Où sont les lieutenants ?

Le problème, c’est que cela fait maintenant trop longtemps que Guirado s’avance et se mouille sans solutions alternatives. Au moment de sa nomination comme capitaine, son prédécesseur Thierry Dusautoir nous confiait : « Je ne cache pas que je l’aime beaucoup. La place est pour lui. On s’entend peut-être si bien car on a un peu le même caractère. » Et le Varois pousse les similitudes jusqu’à connaître les mêmes déboires que l’ex-flanker toulousain.

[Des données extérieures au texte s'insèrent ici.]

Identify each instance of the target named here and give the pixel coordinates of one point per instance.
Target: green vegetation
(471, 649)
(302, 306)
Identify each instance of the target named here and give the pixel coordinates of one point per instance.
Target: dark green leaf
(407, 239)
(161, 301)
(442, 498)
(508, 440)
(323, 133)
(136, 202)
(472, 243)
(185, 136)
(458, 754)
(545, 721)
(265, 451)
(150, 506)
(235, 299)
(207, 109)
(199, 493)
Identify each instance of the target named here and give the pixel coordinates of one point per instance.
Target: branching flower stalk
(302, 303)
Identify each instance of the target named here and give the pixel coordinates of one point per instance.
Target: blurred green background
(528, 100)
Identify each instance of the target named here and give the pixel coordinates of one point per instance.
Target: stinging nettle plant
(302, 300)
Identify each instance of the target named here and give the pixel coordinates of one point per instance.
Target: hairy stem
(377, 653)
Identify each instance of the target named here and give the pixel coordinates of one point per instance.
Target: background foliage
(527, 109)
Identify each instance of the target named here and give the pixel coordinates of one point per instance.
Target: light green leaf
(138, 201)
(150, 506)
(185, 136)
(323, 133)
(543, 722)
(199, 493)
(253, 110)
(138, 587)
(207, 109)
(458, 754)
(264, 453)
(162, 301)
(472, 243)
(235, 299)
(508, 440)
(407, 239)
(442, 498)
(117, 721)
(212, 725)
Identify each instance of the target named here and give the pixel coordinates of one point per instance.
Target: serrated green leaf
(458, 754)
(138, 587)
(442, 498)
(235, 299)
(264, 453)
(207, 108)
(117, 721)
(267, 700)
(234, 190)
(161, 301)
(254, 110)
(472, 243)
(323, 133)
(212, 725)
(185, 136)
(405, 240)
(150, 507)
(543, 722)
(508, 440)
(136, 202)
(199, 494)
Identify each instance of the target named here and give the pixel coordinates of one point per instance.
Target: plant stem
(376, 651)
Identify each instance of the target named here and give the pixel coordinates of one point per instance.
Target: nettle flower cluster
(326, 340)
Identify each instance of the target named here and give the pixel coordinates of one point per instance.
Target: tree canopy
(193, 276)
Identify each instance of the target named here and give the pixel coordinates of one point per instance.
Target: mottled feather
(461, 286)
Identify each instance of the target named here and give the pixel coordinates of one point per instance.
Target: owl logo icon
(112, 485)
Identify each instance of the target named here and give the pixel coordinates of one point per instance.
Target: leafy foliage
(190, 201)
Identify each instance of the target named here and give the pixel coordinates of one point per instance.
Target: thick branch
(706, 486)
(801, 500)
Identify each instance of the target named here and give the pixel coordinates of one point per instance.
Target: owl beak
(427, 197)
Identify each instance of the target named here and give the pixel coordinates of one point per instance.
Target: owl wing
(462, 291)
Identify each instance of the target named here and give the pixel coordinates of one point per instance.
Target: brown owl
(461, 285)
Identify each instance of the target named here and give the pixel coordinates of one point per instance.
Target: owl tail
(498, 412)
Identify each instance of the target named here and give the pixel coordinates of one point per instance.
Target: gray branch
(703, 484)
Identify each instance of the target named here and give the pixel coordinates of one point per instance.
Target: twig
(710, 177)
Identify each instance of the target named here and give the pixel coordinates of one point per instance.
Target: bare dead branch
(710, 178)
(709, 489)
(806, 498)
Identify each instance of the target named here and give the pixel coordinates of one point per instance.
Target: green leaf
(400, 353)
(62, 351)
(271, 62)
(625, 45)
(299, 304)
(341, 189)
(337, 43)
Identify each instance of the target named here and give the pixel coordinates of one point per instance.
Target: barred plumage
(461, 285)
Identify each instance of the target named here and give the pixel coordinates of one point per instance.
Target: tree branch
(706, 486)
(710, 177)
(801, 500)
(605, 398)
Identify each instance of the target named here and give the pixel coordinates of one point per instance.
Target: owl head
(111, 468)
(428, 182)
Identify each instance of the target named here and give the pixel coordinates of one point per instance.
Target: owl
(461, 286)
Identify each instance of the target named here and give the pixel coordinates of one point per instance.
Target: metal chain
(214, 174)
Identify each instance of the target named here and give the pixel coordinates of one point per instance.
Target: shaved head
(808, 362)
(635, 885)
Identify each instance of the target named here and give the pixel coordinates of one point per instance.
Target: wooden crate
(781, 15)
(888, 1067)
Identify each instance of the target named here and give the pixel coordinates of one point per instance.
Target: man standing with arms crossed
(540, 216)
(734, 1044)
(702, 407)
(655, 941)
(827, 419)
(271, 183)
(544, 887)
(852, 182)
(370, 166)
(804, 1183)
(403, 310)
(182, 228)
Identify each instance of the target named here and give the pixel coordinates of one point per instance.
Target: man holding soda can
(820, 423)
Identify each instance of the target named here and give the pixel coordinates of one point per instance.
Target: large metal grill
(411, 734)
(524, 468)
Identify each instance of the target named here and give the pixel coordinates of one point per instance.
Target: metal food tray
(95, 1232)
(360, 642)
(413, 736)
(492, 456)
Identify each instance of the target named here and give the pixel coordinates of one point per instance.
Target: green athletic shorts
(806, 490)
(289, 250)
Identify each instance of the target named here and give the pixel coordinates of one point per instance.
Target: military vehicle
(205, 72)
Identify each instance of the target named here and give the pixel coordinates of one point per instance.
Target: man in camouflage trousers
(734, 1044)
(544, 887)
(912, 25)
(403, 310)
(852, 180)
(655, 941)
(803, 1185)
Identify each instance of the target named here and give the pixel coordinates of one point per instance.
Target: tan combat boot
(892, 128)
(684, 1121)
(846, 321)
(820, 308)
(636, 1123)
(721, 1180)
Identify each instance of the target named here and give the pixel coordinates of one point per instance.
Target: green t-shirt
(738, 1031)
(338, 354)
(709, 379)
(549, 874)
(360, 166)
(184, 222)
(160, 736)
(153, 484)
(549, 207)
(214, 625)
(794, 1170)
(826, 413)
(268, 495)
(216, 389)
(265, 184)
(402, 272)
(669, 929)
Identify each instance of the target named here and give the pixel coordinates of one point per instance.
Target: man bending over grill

Lui aussi, sous l’ère Saint-André, s’était parfois retrouvé trop esseulé. épuisé à force de se battre dans le vide et catalogué capitaine abandonné. Guirado est-il l’homme de la situation ? Il serait illégitime de lui intenter ce procès. Tout simplement car il n’existe personne capable de reprendre le flambeau. Pire, le guerrier du RCT manque sûrement et cruellement de lieutenants, d’hommes en faculté de se lever et de partir au front à ses côtés. Rôle dans lequel ont longtemps brillé les Mas, Bonnaire, Harinordoquy ou Rougerie. Ils n’ont jamais été remplacés. Et le groupe s’est même retrouvé orphelin de son vice-capitaine Yoann Maestri durant cette tournée, pour des raisons sportives. L’éventuel retour en sélection de Morgan Parra suffira-t-il à combler cette carence ? Pas sûr, mais Guirado en aurait bien besoin.